Einstein Theory of Relatives:
          The number of person's relatives is directly proportional to his fame.

McAuley's Axiom:
          If a system is of sifficient complexity, it will be built before it is designed, implemented before it is tested, and outdated before it is debugged.

Clarke's Laws:

  1. When a distinguished, but elderly scientist states that something is possible, he is almost certainly right. When he states that something is impossible, he is very probably wrong.
  2. The only way to discover the limits of the possible is to look beyond them into the impossible.
  3. Any sufficiently advanced technology is indistinguishable from magic.

Maier's Laws:

  1. If facts do not conform to the theory, they must be disposed of.
  2. The bigger the theory, the better.

Another One of Murphy's Laws:
          If mathematically you end up with the incorrect answer, try multiplying by the page number.

Snafu Equations:

  1. Given any problem containing n equations, there will be n+1 unknowns.
  2. An object or bit of information most needed will be least available.
  3. Any device requiring service or adjustment will be least accessible.
  4. Interchangeable devices won't.
  5. Baldness comes in waves.

Bradley's Bromide:
          If computers get too powerful, we can organize them into committee. That'll do them in.

The Engineer's Law:
          If it can be done with jumpers, it isn't worth doing.

Arthur C. Clarke's Law:
          It has yet to be proven that intelligence has any survival value.

The Fail-Safe Theorem:
          When a fail-safe system fails, it fails by failing to be fail-safe.

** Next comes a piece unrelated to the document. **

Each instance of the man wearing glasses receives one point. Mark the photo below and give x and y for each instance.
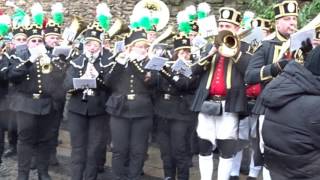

Fahrguard's Four Laws of Thermodynamics:

  1. No matter how hard you try, you can only break even.
  2. You can only break even at absolute zero.
  3. Absolute zero is impossible to attain.
  4. No matter how hard you shake it, the last few drops always run down your pants.

Rabinow's Observation:
          To road to the patent office is paved with good inventions.

Launegayer's Maxim:
          All the world's an analog tape, and digital circuits play only bit parts.

Walder's Observation:
          A mathematician is one who is willing to assume everything except responsibility.

Featherstone's Accurate Steps to Systems Development:

  1. Wild enthusiasm.
  2. Disillusionment.
  3. Total confusion.
  4. Search for the guilty.
  5. Punishment of the innocent.
  6. Promotion of nonparticipants.

Klipstein's Rules for General Engineering:

  1. A patent application will be preceded by one week by a similar application made by an independent worker.
  2. The more innocuous a design change appears to be, the further its influence will extend.
  3. All warranty and guarantee clauses become void upon payment of the invoice.

Valery's Definition:
          Science is a collection of successful recipes.

Galileo's Conclusion:
          Science proceeds more by what it has learned to ignore than what it takes into account.

Howe's Law:
          Every man has a scheme that won't work.

Weinberg's Law:
          If builders built buildings the way the programmers wrote programs, the first woodpecker that came along would destroy civilization.

Neville's Conclusion:
          Research is a straight line from the tangent of a well-known assumption to the center of a foregone conclusion.

Horgan's Homily:
          We won't have eprsonal computing until we can get them little and talking.

The Ordering Principle:
          Those supplies necessary for yesterday's experiment must be ordered no later than tomorrow noon.